Active Directory Certificate¶
You can request a certificate from a Microsoft Certificate Authority (CA) using DCE/RPC and the Active Directory Certificate profile payload instructions detailed at https://support.apple.com/kb/HT5357.
Contents
Summary¶
PayloadType: | com.apple.ADCertificate.managed |
---|---|
Supervised Only: | |
N/A | |
macOS: | N/A |
macOS Deprecated: | |
N/A | |
iOS: | N/A |
iOS Deprecated: | N/A |
Highlander: | N/A |
Keys¶
Description¶
Description
The description of the certificate request as shown in the certificate selector of other payloads such as VPN and Network
Type | Default | Required | Regex | iOS | macOS | Supervised |
---|---|---|---|---|---|---|
string | N/A | N/A | N/A | N/A | N/A | N/A |
CertServer¶
Certificate Server
Fully qualified host name of the Active Directory issuing CA.
Type | Default | Required | Regex | iOS | macOS | Supervised |
---|---|---|---|---|---|---|
string | N/A | N/A | N/A | N/A | N/A | N/A |
CertTemplate¶
Certificate Template
Template Name as it appears in the General tab of the template’s object in the Certificate Templates’ Microsoft Management Console snap-in component.
Type | Default | Required | Regex | iOS | macOS | Supervised |
---|---|---|---|---|---|---|
string | User | always | N/A | N/A | N/A | N/A |
CertificateAuthority¶
Certificate Authority
Name of the CA. This value is determined from the Common Name (CN) of the Active Directory entry: CN=(your CA name), CN=’Certification Authorities’, CN=’Public Key Services’, CN=’Services’, or CN=’Configuration’, (your base Domain Name).
Type | Default | Required | Regex | iOS | macOS | Supervised |
---|---|---|---|---|---|---|
string | N/A | N/A | N/A | N/A | N/A | N/A |
CertificateAcquisitionMechanism¶
Acquisition Mechanism
Most commonly RPC. If using Web enrollment, HTTP.
Type | Default | Required | Regex | iOS | macOS | Supervised |
---|---|---|---|---|---|---|
string | N/A | N/A | N/A | N/A | N/A | N/A |
Valid Choices¶
- RPC
- HTTP
CertificateRenewalTimeInterval¶
Certificate Expiration Notification Threshold
The number of days before the certificate expires at which to start showing the expiration notification
Type | Default | Required | Regex | iOS | macOS | Supervised |
---|---|---|---|---|---|---|
integer | 14 | N/A | N/A | N/A | N/A | N/A |
Keysize¶
RSA Key Size
The RSA key size for the Certificate Signing Request (CSR).

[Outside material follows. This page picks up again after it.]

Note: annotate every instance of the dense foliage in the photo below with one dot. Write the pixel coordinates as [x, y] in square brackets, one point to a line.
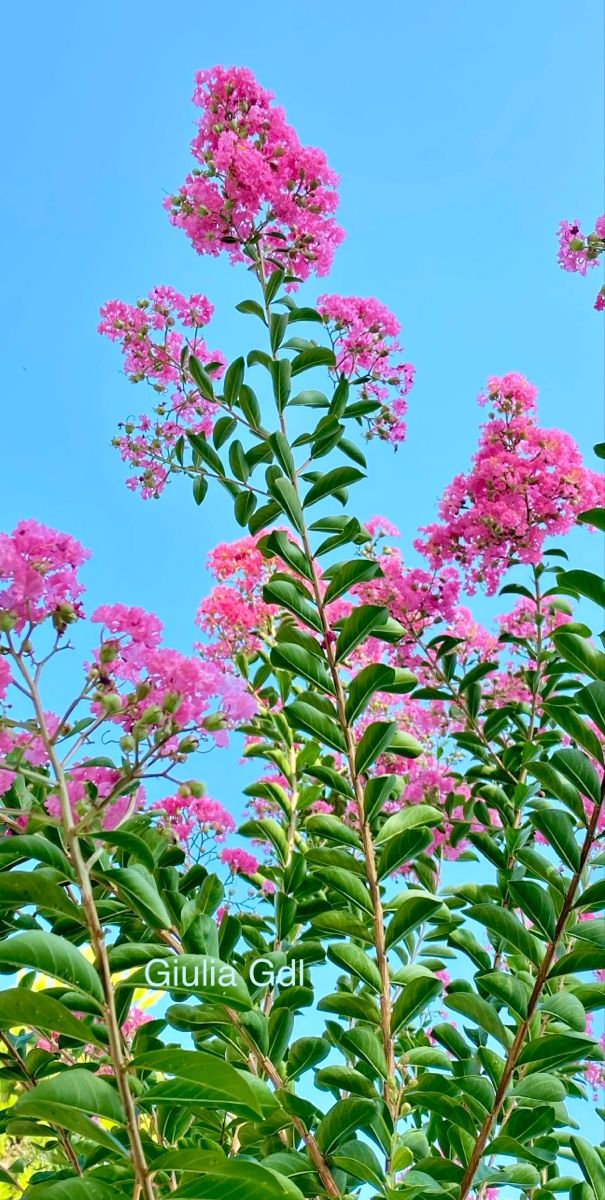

Type | Default | Required | Regex | iOS | macOS | Supervised |
---|---|---|---|---|---|---|
integer | 2048 | N/A | N/A | N/A | 10.11.0 | N/A |
UserName¶
User name
The user name with which to authenticate to the certificate server
Type | Default | Required | Regex | iOS | macOS | Supervised |
---|---|---|---|---|---|---|
string | N/A | N/A | N/A | N/A | N/A | N/A |
Password¶
Password
The password with which to authenticate to the certificate server
Type | Default | Required | Regex | iOS | macOS | Supervised |
---|---|---|---|---|---|---|
string | N/A | N/A | N/A | N/A | N/A | N/A |
PromptForCredentials¶
Prompt for credentials
Prompt the user for credentials. This setting is not supported for pushed profiles
Type | Default | Required | Regex | iOS | macOS | Supervised |
---|---|---|---|---|---|---|
boolean | False | N/A | N/A | N/A | N/A | N/A |
Warning
PromptForCredentials seems to have no effect on manually installed profiles. They still ask for credentials.
AllowAllAppsAccess¶
Allow access to all apps
Allow all apps to access the certificate in the keychain
Type | Default | Required | Regex | iOS | macOS | Supervised |
---|---|---|---|---|---|---|
boolean | False | N/A | N/A | N/A | N/A | N/A |
Troubleshooting¶
Warning
As of approx 10.12.4 you can no longer select a transport. And you will not be able to install the payload if the client is not bound to a directory.
- If you request a User certificate but the payload is in the System PayloadScope, the User certificate will be requested as the computer account. Normally the certificate policy will deny this, so check that you have the correct scope.
Uninstall Behaviour¶
- The certificate is not revoked upon uninstallation.
- The certificate is not removed from keychain, but the private key IS removed. The private key is named after the issuing host.